We along with the expert barrister instructed managed to get the more substantial charge dropped. This, therefore, resulted in receiving a custodial sentence being mitigated even further. Prior to the sentence hearing we prepared a lengthy mitigation statement to be used by the instructed barrister which further identified flaws in the prosecutions opening. By utilising the lengthy mitigation statement, the instructed barrister brought all these matters to the attention of the sentencing Judge. After the lengthy mitigation, the defendant received a suspended sentence. We are wholeheartedly sure that had such attention not been given to this complex case the difference in sentencing may well have been vast.

Section 327 of the Proceeds of Crime Act 2002

The principal money laundering offences in sections 327 to 329 of POCA are very broadly worded and in essence prohibit doing anything with assets, including merely possessing them, where such assets are or represent the “proceeds of crime”. Assets include money and “pecuniary advantages”. It should be noted that the offences are committed where the person dealing with the assets either knows or even merely suspects their criminal origin (which makes them “criminal property” for the purposes of POCA).

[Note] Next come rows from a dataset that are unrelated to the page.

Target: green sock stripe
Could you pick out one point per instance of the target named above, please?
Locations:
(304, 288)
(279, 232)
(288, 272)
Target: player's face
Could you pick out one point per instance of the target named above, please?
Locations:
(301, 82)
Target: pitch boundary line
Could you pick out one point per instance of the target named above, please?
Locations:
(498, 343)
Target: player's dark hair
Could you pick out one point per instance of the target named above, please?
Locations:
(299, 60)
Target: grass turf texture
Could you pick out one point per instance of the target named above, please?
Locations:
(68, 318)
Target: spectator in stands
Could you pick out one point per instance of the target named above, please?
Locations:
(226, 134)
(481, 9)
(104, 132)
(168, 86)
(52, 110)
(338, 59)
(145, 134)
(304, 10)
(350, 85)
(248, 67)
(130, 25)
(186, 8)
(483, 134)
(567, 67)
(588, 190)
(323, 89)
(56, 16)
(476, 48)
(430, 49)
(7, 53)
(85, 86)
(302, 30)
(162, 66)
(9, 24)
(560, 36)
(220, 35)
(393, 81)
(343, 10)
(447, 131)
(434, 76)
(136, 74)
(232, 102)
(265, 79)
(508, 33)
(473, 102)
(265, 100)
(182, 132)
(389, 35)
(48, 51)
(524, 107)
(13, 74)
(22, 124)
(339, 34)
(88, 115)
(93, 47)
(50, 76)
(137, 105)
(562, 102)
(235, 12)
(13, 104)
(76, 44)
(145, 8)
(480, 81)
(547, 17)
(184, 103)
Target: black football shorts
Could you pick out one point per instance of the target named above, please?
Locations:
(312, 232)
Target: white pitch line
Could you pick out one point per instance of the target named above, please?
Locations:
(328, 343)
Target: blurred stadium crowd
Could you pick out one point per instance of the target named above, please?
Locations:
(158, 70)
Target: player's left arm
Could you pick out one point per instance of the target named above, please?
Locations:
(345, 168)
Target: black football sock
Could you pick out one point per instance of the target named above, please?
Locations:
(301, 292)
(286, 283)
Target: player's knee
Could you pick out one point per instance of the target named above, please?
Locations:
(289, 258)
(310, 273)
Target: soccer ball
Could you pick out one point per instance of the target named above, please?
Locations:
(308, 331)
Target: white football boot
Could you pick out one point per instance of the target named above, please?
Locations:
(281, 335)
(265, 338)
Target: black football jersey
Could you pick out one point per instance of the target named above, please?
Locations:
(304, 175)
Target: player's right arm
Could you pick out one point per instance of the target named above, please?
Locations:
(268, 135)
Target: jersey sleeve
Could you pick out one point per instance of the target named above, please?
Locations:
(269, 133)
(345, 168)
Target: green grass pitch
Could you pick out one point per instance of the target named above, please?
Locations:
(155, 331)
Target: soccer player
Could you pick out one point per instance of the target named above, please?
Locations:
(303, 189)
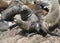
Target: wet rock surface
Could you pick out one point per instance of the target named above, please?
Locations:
(12, 36)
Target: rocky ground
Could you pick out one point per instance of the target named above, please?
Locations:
(16, 36)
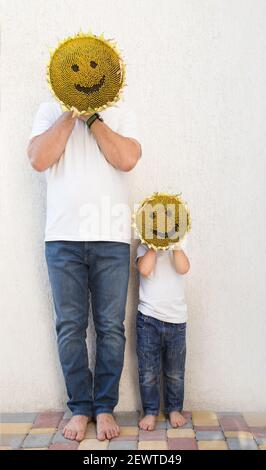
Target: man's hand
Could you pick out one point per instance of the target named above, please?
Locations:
(85, 117)
(121, 152)
(45, 149)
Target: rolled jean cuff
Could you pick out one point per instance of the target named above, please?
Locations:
(168, 410)
(151, 412)
(82, 412)
(103, 410)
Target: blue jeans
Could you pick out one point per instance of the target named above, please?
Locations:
(159, 343)
(77, 269)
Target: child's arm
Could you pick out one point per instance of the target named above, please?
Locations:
(146, 263)
(181, 261)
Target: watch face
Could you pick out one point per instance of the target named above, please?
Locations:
(86, 73)
(162, 220)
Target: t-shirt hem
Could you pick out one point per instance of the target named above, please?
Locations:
(74, 238)
(166, 319)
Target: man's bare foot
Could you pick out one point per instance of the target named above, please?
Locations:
(176, 419)
(148, 423)
(75, 429)
(107, 428)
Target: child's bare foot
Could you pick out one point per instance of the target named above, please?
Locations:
(107, 428)
(148, 423)
(75, 429)
(176, 419)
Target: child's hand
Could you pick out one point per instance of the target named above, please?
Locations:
(147, 262)
(181, 245)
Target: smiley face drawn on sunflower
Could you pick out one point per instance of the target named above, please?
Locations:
(162, 220)
(86, 73)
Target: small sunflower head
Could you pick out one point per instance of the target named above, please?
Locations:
(162, 220)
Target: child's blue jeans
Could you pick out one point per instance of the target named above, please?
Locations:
(161, 343)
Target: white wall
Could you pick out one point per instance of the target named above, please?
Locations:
(196, 77)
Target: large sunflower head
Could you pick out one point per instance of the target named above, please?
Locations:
(86, 73)
(162, 220)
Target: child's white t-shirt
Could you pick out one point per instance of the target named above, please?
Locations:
(161, 294)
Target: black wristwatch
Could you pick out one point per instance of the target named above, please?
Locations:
(93, 118)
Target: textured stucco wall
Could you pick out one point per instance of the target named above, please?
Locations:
(196, 76)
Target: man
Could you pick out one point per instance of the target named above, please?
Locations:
(86, 160)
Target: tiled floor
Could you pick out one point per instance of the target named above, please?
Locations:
(205, 430)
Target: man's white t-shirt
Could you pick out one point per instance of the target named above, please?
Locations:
(161, 294)
(87, 198)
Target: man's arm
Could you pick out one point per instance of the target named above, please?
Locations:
(181, 261)
(121, 152)
(146, 263)
(45, 149)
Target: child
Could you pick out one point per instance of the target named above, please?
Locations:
(161, 332)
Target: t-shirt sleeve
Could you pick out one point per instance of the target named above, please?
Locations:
(141, 250)
(129, 126)
(43, 120)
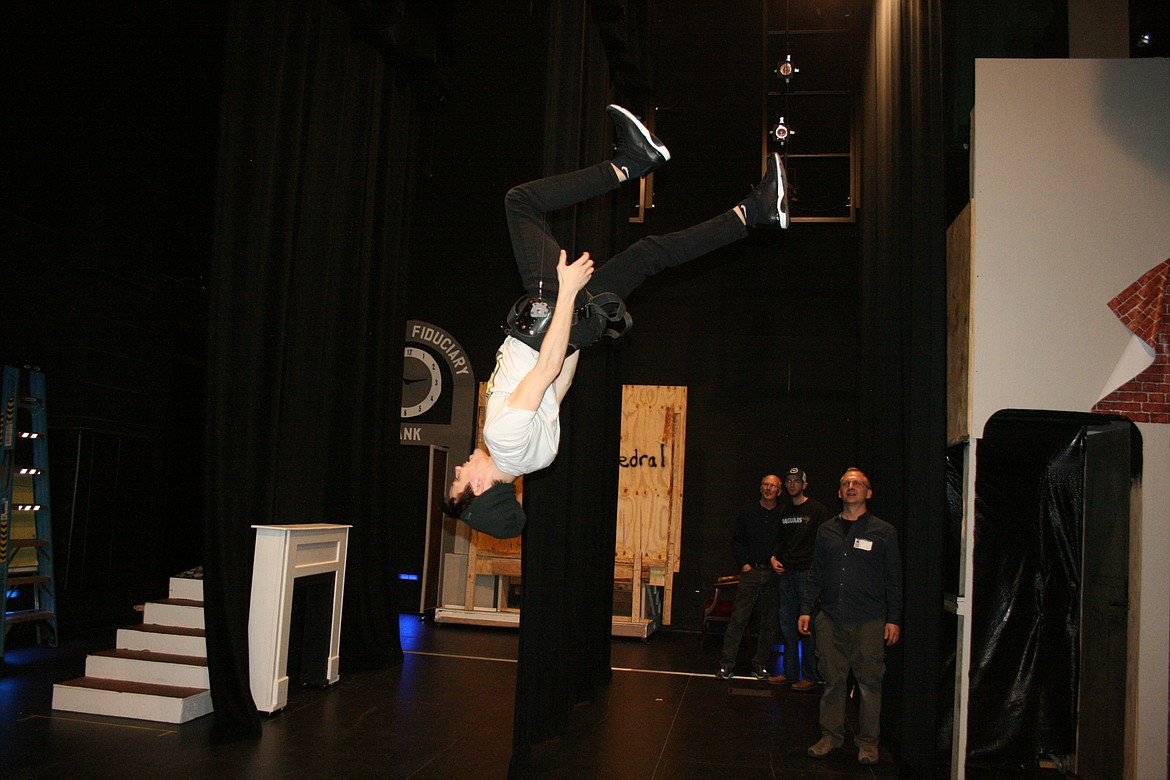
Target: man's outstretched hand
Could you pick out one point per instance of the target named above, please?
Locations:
(572, 277)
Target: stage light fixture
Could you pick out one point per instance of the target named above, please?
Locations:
(786, 70)
(780, 132)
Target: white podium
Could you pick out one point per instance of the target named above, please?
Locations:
(284, 553)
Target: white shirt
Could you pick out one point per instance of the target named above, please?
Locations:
(521, 441)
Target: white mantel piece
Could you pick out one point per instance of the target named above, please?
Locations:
(283, 553)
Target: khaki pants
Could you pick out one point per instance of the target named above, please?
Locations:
(861, 649)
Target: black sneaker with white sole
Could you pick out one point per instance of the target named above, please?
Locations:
(638, 150)
(769, 201)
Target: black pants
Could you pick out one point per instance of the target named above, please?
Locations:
(537, 250)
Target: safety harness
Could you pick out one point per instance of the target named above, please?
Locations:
(529, 319)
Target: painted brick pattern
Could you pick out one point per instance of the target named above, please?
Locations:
(1144, 309)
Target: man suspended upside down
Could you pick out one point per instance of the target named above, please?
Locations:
(562, 315)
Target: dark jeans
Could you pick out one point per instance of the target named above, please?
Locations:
(537, 250)
(862, 649)
(798, 663)
(757, 587)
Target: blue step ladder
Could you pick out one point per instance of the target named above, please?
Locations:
(26, 527)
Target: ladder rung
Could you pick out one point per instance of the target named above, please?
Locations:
(28, 543)
(27, 615)
(35, 579)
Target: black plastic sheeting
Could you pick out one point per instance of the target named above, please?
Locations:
(1025, 622)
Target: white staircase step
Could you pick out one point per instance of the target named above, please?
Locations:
(128, 699)
(173, 640)
(145, 667)
(186, 613)
(186, 587)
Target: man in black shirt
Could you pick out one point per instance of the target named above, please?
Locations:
(857, 574)
(792, 560)
(752, 543)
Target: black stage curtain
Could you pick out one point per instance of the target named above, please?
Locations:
(318, 153)
(903, 350)
(568, 551)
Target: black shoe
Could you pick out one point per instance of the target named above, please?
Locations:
(769, 202)
(639, 151)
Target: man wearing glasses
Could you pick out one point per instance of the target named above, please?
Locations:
(752, 543)
(857, 574)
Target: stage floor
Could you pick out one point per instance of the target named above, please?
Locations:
(446, 712)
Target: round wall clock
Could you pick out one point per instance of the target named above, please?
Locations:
(421, 381)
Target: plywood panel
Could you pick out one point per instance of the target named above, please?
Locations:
(958, 326)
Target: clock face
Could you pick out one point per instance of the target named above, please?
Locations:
(421, 381)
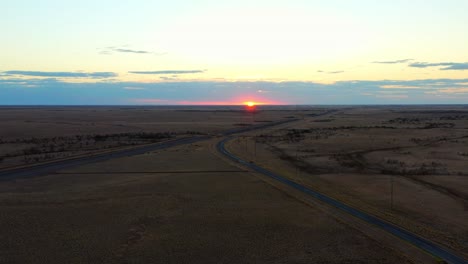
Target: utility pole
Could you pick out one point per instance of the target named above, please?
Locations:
(391, 192)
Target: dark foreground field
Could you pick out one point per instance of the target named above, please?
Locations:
(187, 204)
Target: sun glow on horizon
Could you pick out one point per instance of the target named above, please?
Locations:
(250, 104)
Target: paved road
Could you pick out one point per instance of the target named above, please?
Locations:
(414, 239)
(48, 168)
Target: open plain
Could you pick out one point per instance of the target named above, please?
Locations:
(189, 204)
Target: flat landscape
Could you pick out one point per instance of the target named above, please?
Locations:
(190, 204)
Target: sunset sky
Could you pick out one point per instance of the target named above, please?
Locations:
(228, 52)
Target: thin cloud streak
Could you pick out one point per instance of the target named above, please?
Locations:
(393, 62)
(447, 66)
(112, 50)
(94, 75)
(167, 72)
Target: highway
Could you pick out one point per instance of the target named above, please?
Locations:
(424, 244)
(54, 166)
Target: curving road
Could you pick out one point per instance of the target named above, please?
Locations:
(424, 244)
(51, 167)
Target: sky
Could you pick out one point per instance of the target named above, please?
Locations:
(229, 52)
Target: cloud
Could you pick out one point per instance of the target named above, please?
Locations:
(49, 91)
(150, 101)
(94, 75)
(112, 50)
(455, 90)
(133, 88)
(393, 62)
(399, 86)
(167, 72)
(446, 65)
(132, 51)
(330, 72)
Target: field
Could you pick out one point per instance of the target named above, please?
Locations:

Under a recent controversial Court of Appeal case, the UK courts decided they have universal jurisdiction to try any allegation of money laundering wherever and by whomever it is said to have been committed. Later sections of POCA create offences specific to the regulated sector, which is also subject to requirements under MLR, for instance to perform “Anti Money Laundering” (AML), Customer Due Diligence (CDD) and “Know Your Customer” (KYC) procedures, especially where there are considered to be heightened risks including the involvement of “Politically Exposed Persons” (PEPs). The effect of this is that banks, accountants and others are obliged to research their customers and submit a suspicious activity report (SAR) to the National Crime Agency (NCA) where there is a “reasonable cause” for suspicion or face criminal sanctions in default. Importantly, POCA also criminalises “tipping off” the subject of a SAR and prejudicing any investigation into them.